Notas técnicas
NT-022 — Continuidad de la envolvente y riesgo en interfaces
Esta nota define cómo las discontinuidades en la envolvente de contención introducen riesgo en las interfaces y debilitan la estabilidad de la contención a nivel de sistema.
En laboratorios de alta contención, la envolvente no es una colección de superficies, sino un límite de presión definido. La contención depende de la continuidad de ese límite a través de todos los planos estructurales e interfaces de servicios. Cuando la continuidad se interrumpe, el control del flujo de aire se vuelve compensatorio en lugar de estable.
Las discontinuidades de la envolvente rara vez ocurren en los campos principales de muro. Surgen en las interfaces: juntas losa-muro, transiciones muro-cielo, conjuntos de puertas, sistemas de acristalamiento, penetraciones mecánicas, charolas portacables, mangas de servicios y juntas de expansión. Estas zonas de transición representan riesgo concentrado porque involucran múltiples oficios y con frecuencia carecen de una responsabilidad única claramente asignada.
La falla de contención en las interfaces no requiere aberturas grandes. Las microaberturas en las transiciones permiten la igualación de presión entre zonas, reduciendo el control direccional. Los sistemas mecánicos pueden aumentar el volumen de extracción para mantener diferenciales de presión nominales, enmascarando la inestabilidad creada por las fugas.

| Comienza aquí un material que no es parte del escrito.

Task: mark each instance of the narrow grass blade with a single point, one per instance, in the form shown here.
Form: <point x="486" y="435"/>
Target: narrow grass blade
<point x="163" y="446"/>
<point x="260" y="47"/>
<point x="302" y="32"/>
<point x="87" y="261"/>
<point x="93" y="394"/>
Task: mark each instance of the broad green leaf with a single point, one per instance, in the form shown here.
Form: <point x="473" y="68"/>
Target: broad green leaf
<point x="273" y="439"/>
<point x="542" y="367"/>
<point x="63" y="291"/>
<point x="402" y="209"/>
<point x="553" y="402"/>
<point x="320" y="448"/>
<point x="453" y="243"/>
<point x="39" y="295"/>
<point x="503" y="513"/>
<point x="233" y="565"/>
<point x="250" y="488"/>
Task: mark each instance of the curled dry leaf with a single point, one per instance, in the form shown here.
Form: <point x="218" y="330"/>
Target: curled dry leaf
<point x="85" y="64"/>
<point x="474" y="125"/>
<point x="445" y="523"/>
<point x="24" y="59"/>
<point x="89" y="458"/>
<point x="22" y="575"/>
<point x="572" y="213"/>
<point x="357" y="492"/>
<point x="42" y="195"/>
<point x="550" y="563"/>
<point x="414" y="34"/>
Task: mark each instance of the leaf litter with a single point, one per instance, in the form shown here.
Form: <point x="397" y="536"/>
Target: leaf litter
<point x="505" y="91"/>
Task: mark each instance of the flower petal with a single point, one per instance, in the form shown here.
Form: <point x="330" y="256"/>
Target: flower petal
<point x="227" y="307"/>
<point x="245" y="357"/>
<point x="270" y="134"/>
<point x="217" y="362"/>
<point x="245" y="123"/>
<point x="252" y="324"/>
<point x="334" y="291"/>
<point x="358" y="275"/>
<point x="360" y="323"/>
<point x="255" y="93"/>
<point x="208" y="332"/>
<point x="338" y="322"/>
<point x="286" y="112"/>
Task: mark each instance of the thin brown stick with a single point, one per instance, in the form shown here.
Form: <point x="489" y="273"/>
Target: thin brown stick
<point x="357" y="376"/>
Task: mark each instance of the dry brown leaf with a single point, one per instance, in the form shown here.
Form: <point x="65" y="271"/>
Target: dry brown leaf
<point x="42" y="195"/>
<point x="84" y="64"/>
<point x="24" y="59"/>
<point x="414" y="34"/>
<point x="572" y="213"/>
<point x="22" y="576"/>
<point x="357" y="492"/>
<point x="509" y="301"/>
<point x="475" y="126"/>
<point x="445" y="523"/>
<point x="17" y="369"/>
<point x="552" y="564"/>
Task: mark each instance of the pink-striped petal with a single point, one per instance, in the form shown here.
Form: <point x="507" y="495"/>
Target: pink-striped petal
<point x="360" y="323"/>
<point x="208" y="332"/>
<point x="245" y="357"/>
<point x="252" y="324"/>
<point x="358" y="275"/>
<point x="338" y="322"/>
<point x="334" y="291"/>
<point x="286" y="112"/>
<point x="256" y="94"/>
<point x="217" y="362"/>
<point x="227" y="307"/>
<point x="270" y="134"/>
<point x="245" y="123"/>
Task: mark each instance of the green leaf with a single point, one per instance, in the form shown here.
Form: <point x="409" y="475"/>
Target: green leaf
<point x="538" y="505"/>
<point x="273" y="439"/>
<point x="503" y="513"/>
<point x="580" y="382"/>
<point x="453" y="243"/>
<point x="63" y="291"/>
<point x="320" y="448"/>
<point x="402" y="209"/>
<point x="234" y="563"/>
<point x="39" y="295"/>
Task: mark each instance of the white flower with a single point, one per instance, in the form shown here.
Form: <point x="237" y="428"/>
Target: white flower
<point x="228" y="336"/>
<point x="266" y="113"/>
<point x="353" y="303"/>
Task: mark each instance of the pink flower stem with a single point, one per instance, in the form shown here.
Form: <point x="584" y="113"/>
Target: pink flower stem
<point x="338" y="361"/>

El riesgo en interfaces aumenta cuando el límite de contención no está dibujado y documentado de manera explícita. Si el plano de presión se define conceptualmente pero no se detalla físicamente, los contratistas resuelven las transiciones de manera independiente. El detallado fragmentado produce una continuidad inconsistente de la barrera de aire.

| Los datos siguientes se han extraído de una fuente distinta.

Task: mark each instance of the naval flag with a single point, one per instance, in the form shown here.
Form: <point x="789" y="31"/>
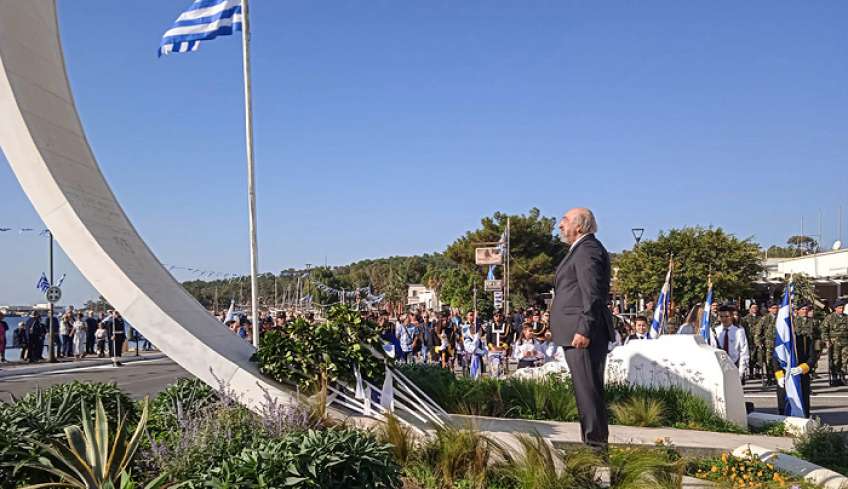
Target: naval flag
<point x="204" y="20"/>
<point x="661" y="312"/>
<point x="784" y="353"/>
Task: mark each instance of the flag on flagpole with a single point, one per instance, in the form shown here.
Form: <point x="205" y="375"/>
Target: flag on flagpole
<point x="42" y="284"/>
<point x="661" y="312"/>
<point x="784" y="353"/>
<point x="204" y="20"/>
<point x="706" y="330"/>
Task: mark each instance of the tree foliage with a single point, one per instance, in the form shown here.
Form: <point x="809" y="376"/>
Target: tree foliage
<point x="735" y="265"/>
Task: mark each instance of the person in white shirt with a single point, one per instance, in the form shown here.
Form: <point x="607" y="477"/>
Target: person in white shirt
<point x="640" y="330"/>
<point x="528" y="350"/>
<point x="731" y="339"/>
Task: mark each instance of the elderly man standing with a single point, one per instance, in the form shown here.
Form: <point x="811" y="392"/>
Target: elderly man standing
<point x="581" y="322"/>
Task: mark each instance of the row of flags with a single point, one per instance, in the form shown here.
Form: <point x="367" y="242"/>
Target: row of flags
<point x="784" y="343"/>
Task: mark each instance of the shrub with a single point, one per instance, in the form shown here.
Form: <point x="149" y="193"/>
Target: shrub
<point x="331" y="459"/>
<point x="825" y="447"/>
<point x="302" y="353"/>
<point x="639" y="411"/>
<point x="180" y="400"/>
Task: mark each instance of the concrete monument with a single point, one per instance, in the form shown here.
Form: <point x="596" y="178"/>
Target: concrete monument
<point x="42" y="137"/>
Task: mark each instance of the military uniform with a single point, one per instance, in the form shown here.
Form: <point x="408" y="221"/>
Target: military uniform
<point x="834" y="326"/>
<point x="749" y="323"/>
<point x="764" y="339"/>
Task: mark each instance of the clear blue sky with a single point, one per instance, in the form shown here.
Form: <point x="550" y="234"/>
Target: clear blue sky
<point x="390" y="128"/>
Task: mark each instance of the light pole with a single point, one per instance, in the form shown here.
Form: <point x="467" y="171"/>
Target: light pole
<point x="637" y="234"/>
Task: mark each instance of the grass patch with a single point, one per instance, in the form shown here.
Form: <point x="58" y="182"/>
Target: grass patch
<point x="553" y="399"/>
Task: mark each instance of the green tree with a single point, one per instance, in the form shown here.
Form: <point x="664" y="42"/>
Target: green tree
<point x="735" y="265"/>
<point x="534" y="250"/>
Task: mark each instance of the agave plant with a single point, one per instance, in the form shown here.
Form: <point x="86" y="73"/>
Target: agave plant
<point x="90" y="460"/>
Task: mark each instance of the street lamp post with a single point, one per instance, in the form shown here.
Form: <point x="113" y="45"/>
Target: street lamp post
<point x="637" y="234"/>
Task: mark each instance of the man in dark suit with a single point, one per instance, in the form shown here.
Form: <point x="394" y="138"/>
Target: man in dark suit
<point x="581" y="322"/>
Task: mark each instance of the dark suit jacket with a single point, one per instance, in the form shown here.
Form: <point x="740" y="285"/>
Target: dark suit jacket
<point x="582" y="293"/>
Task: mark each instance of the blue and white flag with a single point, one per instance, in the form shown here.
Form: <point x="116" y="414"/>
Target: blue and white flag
<point x="661" y="312"/>
<point x="784" y="353"/>
<point x="204" y="20"/>
<point x="42" y="284"/>
<point x="706" y="329"/>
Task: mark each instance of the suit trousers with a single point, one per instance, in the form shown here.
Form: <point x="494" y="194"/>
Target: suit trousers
<point x="587" y="374"/>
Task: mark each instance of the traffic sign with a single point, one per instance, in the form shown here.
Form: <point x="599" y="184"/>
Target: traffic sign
<point x="53" y="294"/>
<point x="493" y="285"/>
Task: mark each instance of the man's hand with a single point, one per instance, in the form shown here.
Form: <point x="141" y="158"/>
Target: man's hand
<point x="580" y="341"/>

La continuidad de la envolvente también interactúa con el movimiento estructural. El asentamiento diferencial, la expansión térmica, la vibración y el comportamiento de los materiales a largo plazo introducen esfuerzos en las interfaces. Si las transiciones se detallan de manera rígida, sin permitir movimiento, se desarrollan grietas y degradación de los sellos con el tiempo.
La discontinuidad en las interfaces de la envolvente propaga efectos aguas abajo. La estabilidad de la cascada de presión se degrada, la direccionalidad del flujo de aire fluctúa y los sistemas de filtración operan bajo mayor carga. La capa mecánica compensa una debilidad estructural.
Por lo tanto, el riesgo en interfaces es un problema de secuencia de diseño. El límite de contención debe definirse temprano, dibujarse de forma continua y asignarse entre disciplinas y oficios. Cuando la definición del límite se posterga, el riesgo en interfaces aumenta proporcionalmente.
La estabilidad de la contención depende menos del espesor del muro o de la especificación del acabado que de la continuidad disciplinada del plano de presión a través de cada interfaz.